Attualità - 09 agosto 2026, 08:00

Cottarelli: «Basta promesse senza coperture, i partiti dicano dove trovano i soldi»

L'ex senatore rilancia la sua proposta di legge: ogni programma elettorale dovrà indicare costi e risorse. «È solo trasparenza». In un mese già oltre 50 mila firme a sostegno

Il professor Carlo Cottarelli, direttore dell'Osservatorio dei Conti Pubblici dell'Università Cattolica di Milano

Il professor Carlo Cottarelli, direttore dell'Osservatorio dei Conti Pubblici dell'Università Cattolica di Milano

Una proposta di legge semplice, logica, di buon senso, ma al tempo stesso rivoluzionaria. “Devi dire dove prendi i soldi che vuoi spendere”. Dov'è la novità? È la regola basilare di ogni famiglia, ma se questo principio viene rivolto ai partiti politici, che paradossalmente hanno in mano i cordoni della borsa di un intero Paese promettendo spesso l'irrealizzabile, allora l'aggettivo “rivoluzionaria” è tutt'altro che fuori luogo. Ideatore, promotore e primo firmatario della proposta è il professor Carlo Cottarelli, direttore dell'Osservatorio dei Conti Pubblici dell'Università Cattolica di Milano.

Professore, lei ha presentato il disegno di legge nel febbraio del 2023, quando era senatore, poco prima di dimettersi. La legislatura si avvia alla conclusione e il testo è ancora fermo.

«Diciamo che non si è mosso di un centimetro, salvo nelle ultime settimane, quando abbiamo lanciato una petizione in collaborazione con la Fondazione Luigi Einaudi di Roma. Sta andando molto bene. Tutto è partito lo scorso 7 luglio e in quattro settimane abbiamo raccolto più di cinquantamila firme. Ritengo che ad agosto raggiungeremo quota cinquantunomila, dando così una dignità costituzionale alla proposta. Come si sa, per le leggi di iniziativa popolare, che non è questo il caso, servono cinquantamila firme. Tenga conto che siamo in estate, con il caldo torrido e la gente che pensa alle ferie. Direi che è un'ottima risposta».

Si è mossa la gente e non il Palazzo.

«Non del tutto. La proposta è all'esame della Commissione Affari Costituzionali del Senato ed è stata incardinata nella discussione. La relatrice è la senatrice Gelmini».

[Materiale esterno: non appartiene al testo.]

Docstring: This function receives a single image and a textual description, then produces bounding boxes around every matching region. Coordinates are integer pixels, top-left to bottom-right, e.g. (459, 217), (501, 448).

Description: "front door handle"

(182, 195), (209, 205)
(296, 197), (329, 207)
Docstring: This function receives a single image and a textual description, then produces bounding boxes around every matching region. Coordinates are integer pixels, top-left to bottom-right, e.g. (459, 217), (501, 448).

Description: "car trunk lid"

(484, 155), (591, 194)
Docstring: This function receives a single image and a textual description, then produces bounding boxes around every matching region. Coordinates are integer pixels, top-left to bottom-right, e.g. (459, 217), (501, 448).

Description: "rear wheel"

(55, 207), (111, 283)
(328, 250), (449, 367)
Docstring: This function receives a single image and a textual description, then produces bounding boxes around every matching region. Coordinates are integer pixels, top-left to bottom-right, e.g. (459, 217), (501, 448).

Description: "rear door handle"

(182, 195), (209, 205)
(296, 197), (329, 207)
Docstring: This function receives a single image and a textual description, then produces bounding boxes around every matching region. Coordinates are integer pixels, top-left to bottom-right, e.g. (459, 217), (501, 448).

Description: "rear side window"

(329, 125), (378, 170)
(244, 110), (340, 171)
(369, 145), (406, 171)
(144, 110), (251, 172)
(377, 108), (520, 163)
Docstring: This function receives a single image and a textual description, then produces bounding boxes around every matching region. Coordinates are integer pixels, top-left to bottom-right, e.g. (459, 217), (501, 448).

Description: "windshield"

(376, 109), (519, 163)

Ritiene che possa essere approvata prima della fine della legislatura, anche nel caso in cui venisse anticipata?

«Sono fiducioso. I tempi ci sono. Può anche essere approvata come emendamento alla legge elettorale oppure alla legge di bilancio».

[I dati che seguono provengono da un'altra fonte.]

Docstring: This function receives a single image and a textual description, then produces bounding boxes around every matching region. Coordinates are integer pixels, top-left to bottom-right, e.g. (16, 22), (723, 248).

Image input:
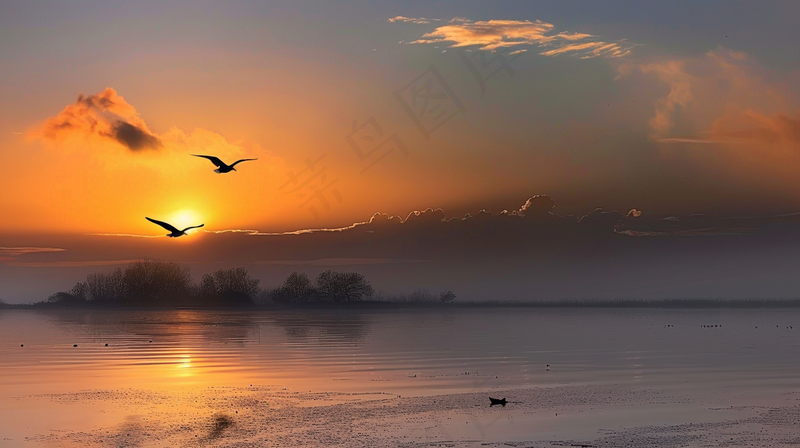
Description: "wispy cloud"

(33, 87), (162, 152)
(89, 233), (166, 238)
(255, 258), (427, 266)
(0, 246), (66, 257)
(389, 16), (441, 25)
(7, 258), (142, 268)
(396, 18), (633, 58)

Entriamo nel merito della proposta.

«È molto semplice. Ogni partito deve presentare il proprio programma elettorale accompagnato da una relazione dettagliata sui costi e sulle coperture, anche in deficit, di ciò che intende realizzare nel quinquennio. Dal 2018 al 2022 tutti i partiti che hanno partecipato alle elezioni hanno presentato programmi con una spesa annua compresa tra i 140 e i 150 miliardi di euro. Proiettata sull'intera legislatura, equivale a circa la metà del nostro debito pubblico. È inimmaginabile. È ovvio che poi le promesse rimangano tali: i soldi non ci sono».

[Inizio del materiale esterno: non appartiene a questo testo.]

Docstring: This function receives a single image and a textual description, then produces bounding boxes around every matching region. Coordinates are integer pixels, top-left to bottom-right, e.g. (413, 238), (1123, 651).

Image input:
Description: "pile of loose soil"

E la gente si allontana dalla politica. Questa proposta, se venisse approvata, potrebbe contribuire a ridurre l'astensionismo?

«Lo spero. Quello che ho proposto è solo trasparenza. Niente di più».

Quando ha presentato il disegno di legge in Senato ha trovato delle sponde?

«Certamente. Il senatore Calenda di Azione, la senatrice Paita di Italia Viva, alcuni senatori del Partito Democratico e anche il senatore Garavaglia della Lega. Ho contattato anche il senatore Malan di Fratelli d'Italia, ma non era interessato perché, in quel momento, mi disse che avevano altre priorità».

Lei conosce il mondo politico ed è sicuramente disincantato. Sapeva che avrebbe incontrato ostacoli non da poco.

«Disincantato, sì, ma non al punto da non fare niente».

Teme trappole durante l'esame del disegno di legge?

«Le ho messe in conto e penso anche di sapere dove potrebbero trovarsi».

Cioè?

«La proposta di legge prevede che i partiti presentino all'Ufficio parlamentare di bilancio, che è un organismo neutrale, una relazione corredata da tabelle sui costi e sulle coperture. L'Ufficio valuterà l'attendibilità di quanto proposto e pubblicherà il proprio parere entro il ventunesimo giorno precedente alle elezioni».

Nel frattempo continua il lavoro di sensibilizzazione.